On November 13, 2017, the U.S. Supreme Court declined to hear the appeal of one of 2017’s more significant Fair Credit Reporting Act (FCRA) opinions, Syed v. M-I, LLC. (9th Cir. Jan. 20, 2017).  In Syed, the Ninth Circuit Court of Appeals held that a background check disclosure which included a liability waiver violated the FCRA. This case was significant because the Ninth Circuit is the first federal appeals court to definitively state that the FCRA “unambiguously bars the inclusion of a liability waiver.” The court also notably held that the employer willfully violated the FCRA by including the liability waiver in the disclosure, finding that no reasonable interpretation of the statute would allow any language besides a disclosure and authorization.

By way of background, the FRCA prohibits an employer from procuring a “consumer report” (e.g. a background report, credit report, etc.) on an employee or applicant without first providing a clear and conspicuous disclosure in a document consisting solely of the disclosure. FCRA litigation in recent years has primarily involved whether employers’ FCRA disclosure forms improperly included a release of liability or other “extraneous information” that violated the FCRA’s disclosure requirements.

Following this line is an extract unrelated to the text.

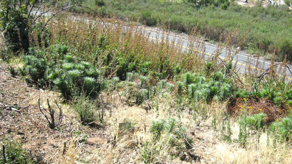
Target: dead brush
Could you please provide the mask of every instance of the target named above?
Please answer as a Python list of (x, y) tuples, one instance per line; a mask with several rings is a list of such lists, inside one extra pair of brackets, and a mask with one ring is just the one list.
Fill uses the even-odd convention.
[[(58, 107), (58, 108), (59, 110), (59, 117), (58, 120), (57, 122), (55, 123), (55, 111), (51, 107), (51, 105), (50, 105), (50, 103), (49, 103), (48, 99), (47, 99), (47, 102), (48, 102), (48, 108), (49, 111), (48, 112), (47, 109), (46, 109), (45, 108), (43, 108), (43, 109), (42, 110), (41, 108), (41, 105), (40, 105), (39, 102), (40, 97), (40, 96), (39, 96), (39, 110), (41, 111), (41, 113), (44, 115), (45, 117), (46, 118), (46, 119), (48, 121), (48, 122), (49, 123), (49, 127), (51, 129), (54, 130), (60, 125), (61, 122), (62, 122), (62, 119), (63, 118), (63, 111), (62, 110), (62, 107), (59, 107), (57, 101), (56, 101), (56, 100), (55, 100), (56, 104), (57, 104), (57, 106)], [(44, 112), (43, 111), (43, 110), (44, 110), (46, 112), (49, 113), (50, 114), (50, 118), (49, 118), (48, 116), (47, 116), (46, 113), (44, 113)]]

In Syed, the Ninth Circuit agreed with the employee that the employer’s inclusion of waiver of liability language in the disclosure document willfully violated the FCRA. Analyzing the language of the statute and Congressional intent, the Ninth Court found that FCRA disclosure requirements are not met where a document contains any language other than the disclosure and an authorization. The court also reviewed the Supreme Court’s 2016 decision in Spokeo, Inc. v. Robins, but found that the employee in Syed had standing to bring the claim because he had alleged more than a “bare procedural violation” of the FCRA. For more information regarding the Spokeo case and other cases referring to the Supreme Court’s decision in Spokeo, please refer to our prior blog posts on the topic:

In its petition for certiorari to the Supreme Court, M-I argued that the Ninth Circuit incorrectly applied the Court’s holding in Spokeo when it found that Syed had standing to bring his claim under the FCRA. On November 13, the Supreme Court denied M-I’s petition without providing any explanation for the denial. As a result, the Ninth Circuit’s decision in Syed remains good law on both the issue of willfulness and the disclosure requirements under the FCRA.

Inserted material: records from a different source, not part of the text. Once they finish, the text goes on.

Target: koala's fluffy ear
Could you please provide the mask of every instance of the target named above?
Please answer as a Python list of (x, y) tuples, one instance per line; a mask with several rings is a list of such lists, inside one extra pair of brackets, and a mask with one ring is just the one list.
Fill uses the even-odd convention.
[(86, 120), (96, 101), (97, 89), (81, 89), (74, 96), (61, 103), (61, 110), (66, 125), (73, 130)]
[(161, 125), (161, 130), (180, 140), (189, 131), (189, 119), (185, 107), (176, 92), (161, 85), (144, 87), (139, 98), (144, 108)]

The Syed decision serves as a warning to employers of the strict approach many courts have taken regarding the FCRA’s disclosure requirements. The Ninth Circuit’s determination that the inclusion of a liability waiver was a willful violation of the FCRA is of particular concern. Under the FCRA, willful violations can result in either actual damages or statutory damages, ranging from $100 to $1,000 per violation, which can result in significant potential liability in class action litigation.  There is also the possibility that employers may be hit with punitive damages for willful violations, which is at the court’s discretion.

Employers who obtain background checks from consumer reporting agencies must ensure their forms comply with the FCRA, as well as various state and local laws. Relying on disclosure and authorization forms provided to them by third-party vendors, including credit reporting agencies, is not recommended as such forms may include violations of the technical many provisions of the FCRA. Thus, employers should review their hiring forms with legal counsel to ensure they comply with the FCRA and applicable state and local laws.

We will continue to monitor and report on any further developments in the Syed case as well as any other developments related to the issues decided therein.